REPUBLIKA.CO.ID, GAZA -- Kementerian Kesehatan di Gaza melaporkan bahwa pasukan sniper Israel menembak Direktur Jenderal Farmasi di Kementerian Kesehatan, Dr Ashraf Abu Mahady ketika dalam perjalanan menuju ke gudang penyimpanan obat-obatan. Dr Mahady bertugas mengamankan pasokan obat-obatan dan kebutuhan medis penting untuk Rumah Sakit Al-Shifa, Rumah Sakit Al-Ahli, dan beberapa puskesmas di Gaza yang masih beroperasi.
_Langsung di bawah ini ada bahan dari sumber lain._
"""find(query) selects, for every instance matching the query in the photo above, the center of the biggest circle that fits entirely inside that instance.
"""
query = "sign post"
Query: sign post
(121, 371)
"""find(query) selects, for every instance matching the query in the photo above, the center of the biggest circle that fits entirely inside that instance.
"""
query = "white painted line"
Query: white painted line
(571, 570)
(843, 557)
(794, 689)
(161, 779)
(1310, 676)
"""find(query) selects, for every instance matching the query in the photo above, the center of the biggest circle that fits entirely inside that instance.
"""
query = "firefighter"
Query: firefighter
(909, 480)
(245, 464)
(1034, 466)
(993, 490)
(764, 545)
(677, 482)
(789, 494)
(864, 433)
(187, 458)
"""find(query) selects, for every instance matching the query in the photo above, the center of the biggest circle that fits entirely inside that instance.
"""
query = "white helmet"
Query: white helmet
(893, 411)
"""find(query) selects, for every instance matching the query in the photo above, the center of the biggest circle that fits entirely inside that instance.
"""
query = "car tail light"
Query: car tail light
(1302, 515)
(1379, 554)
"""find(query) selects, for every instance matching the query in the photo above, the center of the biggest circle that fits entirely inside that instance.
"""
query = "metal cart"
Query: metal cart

Selain mengenai Dr Mahady, peluru yang ditembakkan oleh sniper militer Israel ini juga mengenai sopir ambulans yang menemaninya dan satu orang lainnya. "Saat korban mencapai gudang, penembak jitu terlihat di sekitarnya, dan terjadi insiden penembakan, yang mengakibatkan ketiganya terluka," ujar Kementerian Kesehatan Gaza kepada Quds News Network, Ahad (10/12/2023).
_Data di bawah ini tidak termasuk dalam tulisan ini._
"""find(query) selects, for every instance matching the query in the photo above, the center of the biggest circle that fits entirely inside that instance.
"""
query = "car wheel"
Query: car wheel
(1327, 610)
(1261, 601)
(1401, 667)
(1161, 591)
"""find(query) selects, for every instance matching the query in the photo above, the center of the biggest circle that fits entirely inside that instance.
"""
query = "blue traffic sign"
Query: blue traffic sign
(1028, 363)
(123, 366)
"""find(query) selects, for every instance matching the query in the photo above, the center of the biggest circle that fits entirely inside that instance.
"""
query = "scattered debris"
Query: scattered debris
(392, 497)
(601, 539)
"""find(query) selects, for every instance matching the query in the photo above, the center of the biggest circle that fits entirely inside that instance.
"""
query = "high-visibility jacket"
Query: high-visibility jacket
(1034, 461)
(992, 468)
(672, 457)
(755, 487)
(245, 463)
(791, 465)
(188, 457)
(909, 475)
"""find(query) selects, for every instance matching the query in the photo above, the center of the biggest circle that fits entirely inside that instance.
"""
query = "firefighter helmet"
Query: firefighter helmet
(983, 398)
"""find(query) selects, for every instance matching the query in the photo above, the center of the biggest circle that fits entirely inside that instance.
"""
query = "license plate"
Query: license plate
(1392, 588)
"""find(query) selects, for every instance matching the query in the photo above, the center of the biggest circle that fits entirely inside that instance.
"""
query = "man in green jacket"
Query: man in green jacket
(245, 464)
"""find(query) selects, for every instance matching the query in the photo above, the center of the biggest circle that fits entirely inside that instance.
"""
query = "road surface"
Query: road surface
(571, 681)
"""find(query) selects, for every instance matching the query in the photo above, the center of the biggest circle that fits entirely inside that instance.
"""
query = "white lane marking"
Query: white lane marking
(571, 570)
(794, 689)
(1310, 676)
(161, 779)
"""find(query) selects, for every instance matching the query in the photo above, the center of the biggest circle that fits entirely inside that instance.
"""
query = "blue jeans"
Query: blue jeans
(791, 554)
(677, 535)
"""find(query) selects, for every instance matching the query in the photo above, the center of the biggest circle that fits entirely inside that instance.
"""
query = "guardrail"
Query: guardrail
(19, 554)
Tak hanya menembak ketiga orang tersebut, pasukan sniper Israel juga menargetkan ambulans yang datang untuk mengevakuasi ketiga korban.
Kementerian Kesehatan mengutuk keras penembakan ini dan menambahkannya ke dalam catatan kriminal hitam yang dilakukan oleh tentara pendudukan Israel. Kementerian Kesehatan juga menyerukan PBB dan lembaga-lembaganya untuk segera mengaktifkan hukum humaniter internasional dan resolusi internasional terkait dengan perlindungan kru medis, dan mengkriminalisasi penargetan mereka.
Sebelumnya pada 23 November lalu, tentara Israel menangkap Direktur Rumah Sakit al-Shifa, Muhammad Abu Salmiya bersama beberapa dokter senior lainnya. Kabar tentang penangkapan ini disampaikan Khalid Abu Samra, kepala departemen di rumah sakit tersebut.
“Dokter Mohammad Abu Salmiya ditangkap bersama beberapa dokter senior lainnya,” ujar Khalid Abu Samra yang menjabat sebagai salah satu kepala departemen di RS Al-Shifa, dikutip laman Al Arabiya.
Sejak awal pasukan zionis Israel melakukan agresi militer ke Jalur Gaza, sejumlah rumah sakit dan fasilitas kesehatan menjadi incaran serangan Israel. Rumah Sakit Al-Shifa termasuk yang menjadi fokus utama serangan darat Israel di Gaza Utara. RS tersebut telah diduduki pasukan Israel sejak 15 November 2023 lalu karena diyakini memiliki fasilitas bawah tanah yang menjadi markas komando Hamas.